Sie wäre beinahe eingeschlafen bei diesen vertrauten Erinnerungen, die sie jeden Tag nach dem Nachhausekommen einholten. Ihr kleines Leben – ihr Bruder, der in der Hauptstadt lebte, hatte bei ihrem letzten Geburtstag gesagt, dass er sie um dieses „kleine Leben“ beneide - tanzte episodenhaft an ihr vorbei. Sie hatte es doch gut. Es gab andere, denen es doch viel schlechter ging. Sie konnten jedes Jahr auf Urlaub fahren und auch der Schikurs für die Kinder ging sich aus. Ich muss noch das Wohnzimmer aufräumen, schoss es ihr durch den Kopf, als sie die leere Chip-Packung neben sich auf dem Tisch liegen sah. Sie wollte sich aufrichten. Du bist doch ohnehin schon zwei Stunden vor mir zu Hause, hatte ihr Mann einmal gesagt. Was tust du denn die ganze Zeit? Das bisschen Putzen. Die Erinnerung an seine Worte drückten sie auf die Couch zurück. Auf einmal waren alle Gedanken weg. Ihr Gehirn arbeitete zwar auf Hochtouren, aber sie konnte keinen der herumschwirrenden Gedanken fassen. Der Strom der Bilder, Worte, Erinnerungsfetzen und Gefühle riss sie mit sich und schien sie weiter und hinunter zu ziehen. Sie kämpfte nicht dagegen an.

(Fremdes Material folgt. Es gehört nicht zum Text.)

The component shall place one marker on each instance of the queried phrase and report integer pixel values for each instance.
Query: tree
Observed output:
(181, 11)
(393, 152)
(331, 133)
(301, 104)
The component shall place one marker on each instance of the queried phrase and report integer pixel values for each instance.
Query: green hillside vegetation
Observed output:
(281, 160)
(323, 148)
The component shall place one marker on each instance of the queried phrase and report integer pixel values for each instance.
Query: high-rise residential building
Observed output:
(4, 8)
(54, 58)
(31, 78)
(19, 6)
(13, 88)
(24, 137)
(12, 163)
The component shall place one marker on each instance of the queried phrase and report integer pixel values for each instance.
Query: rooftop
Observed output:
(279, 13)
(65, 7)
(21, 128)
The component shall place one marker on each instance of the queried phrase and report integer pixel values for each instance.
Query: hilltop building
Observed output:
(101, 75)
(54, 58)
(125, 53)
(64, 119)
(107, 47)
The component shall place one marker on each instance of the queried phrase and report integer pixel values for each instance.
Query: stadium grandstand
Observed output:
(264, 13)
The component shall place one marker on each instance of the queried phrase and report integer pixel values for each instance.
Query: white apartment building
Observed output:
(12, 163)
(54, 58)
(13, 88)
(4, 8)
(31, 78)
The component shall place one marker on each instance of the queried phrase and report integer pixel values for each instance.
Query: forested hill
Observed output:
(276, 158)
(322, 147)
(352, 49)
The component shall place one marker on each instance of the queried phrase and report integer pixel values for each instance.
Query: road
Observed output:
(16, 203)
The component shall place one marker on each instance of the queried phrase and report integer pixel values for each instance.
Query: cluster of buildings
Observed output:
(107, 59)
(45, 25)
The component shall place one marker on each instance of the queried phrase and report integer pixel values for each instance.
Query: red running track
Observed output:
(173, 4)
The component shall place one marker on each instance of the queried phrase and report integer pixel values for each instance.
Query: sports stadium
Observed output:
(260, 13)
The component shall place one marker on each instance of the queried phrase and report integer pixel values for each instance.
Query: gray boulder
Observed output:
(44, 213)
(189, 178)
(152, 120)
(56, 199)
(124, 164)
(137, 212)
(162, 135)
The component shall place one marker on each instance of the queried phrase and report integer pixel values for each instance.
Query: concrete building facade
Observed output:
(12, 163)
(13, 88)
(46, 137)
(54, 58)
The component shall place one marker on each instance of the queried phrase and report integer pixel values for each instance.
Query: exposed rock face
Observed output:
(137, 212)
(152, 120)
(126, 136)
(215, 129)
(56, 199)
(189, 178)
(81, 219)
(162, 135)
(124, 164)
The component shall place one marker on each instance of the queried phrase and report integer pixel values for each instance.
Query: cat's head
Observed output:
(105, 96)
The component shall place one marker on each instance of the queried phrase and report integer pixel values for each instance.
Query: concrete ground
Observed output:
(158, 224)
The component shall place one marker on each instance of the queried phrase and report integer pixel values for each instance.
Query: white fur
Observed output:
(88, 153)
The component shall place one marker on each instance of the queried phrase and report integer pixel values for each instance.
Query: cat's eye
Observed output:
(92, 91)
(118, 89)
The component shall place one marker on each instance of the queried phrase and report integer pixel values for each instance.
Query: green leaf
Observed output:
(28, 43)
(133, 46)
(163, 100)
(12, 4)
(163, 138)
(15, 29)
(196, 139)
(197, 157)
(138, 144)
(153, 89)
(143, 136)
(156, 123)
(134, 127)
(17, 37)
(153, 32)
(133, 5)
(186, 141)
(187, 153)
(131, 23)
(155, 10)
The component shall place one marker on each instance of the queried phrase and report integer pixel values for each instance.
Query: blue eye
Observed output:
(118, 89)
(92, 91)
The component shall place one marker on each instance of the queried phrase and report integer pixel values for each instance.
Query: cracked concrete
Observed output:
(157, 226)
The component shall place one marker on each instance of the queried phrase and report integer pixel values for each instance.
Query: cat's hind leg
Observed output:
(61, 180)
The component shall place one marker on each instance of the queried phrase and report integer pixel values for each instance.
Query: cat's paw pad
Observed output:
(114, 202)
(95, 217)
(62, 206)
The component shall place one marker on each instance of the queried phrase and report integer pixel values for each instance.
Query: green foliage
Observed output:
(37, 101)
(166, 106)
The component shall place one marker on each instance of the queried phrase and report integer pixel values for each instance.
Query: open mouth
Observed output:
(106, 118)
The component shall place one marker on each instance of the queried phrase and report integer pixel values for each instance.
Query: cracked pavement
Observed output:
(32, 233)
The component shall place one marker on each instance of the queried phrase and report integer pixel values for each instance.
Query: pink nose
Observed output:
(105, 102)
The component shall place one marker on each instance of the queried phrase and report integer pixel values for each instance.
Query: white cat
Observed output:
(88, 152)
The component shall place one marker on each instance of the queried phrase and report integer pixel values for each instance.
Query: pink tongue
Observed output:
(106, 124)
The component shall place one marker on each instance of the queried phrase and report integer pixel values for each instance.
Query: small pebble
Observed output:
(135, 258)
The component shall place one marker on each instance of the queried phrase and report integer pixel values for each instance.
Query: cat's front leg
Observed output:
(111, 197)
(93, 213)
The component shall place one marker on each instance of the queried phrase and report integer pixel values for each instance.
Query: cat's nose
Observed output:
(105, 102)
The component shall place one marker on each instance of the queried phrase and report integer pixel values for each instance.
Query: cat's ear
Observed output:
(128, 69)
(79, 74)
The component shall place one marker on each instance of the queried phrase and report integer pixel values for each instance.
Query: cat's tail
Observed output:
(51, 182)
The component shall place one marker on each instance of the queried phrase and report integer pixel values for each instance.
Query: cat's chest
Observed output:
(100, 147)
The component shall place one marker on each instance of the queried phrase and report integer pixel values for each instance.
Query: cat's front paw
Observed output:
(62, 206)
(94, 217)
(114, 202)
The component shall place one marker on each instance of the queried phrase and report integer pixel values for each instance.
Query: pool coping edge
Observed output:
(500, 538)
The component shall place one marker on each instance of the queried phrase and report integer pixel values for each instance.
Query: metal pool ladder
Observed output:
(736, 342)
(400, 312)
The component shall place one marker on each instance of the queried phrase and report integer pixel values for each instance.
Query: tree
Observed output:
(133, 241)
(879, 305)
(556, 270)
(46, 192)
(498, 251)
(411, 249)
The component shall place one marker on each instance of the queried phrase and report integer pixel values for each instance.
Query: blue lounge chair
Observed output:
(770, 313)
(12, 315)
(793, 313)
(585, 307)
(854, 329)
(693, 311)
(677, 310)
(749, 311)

Auf einmal Stille in ihr. Was wäre, wenn alles vorbei wäre? Wenn sie weit fortgehen könnte. Noch einmal das Leben von vorne anfangen. Ihr Leben. Ein klein wenig größeres vielleicht. Wenigstens einige ihrer Träume verwirklichen. Die Lehre. Die Reise nach …
Es klingelte. Das werden die Kinder sein.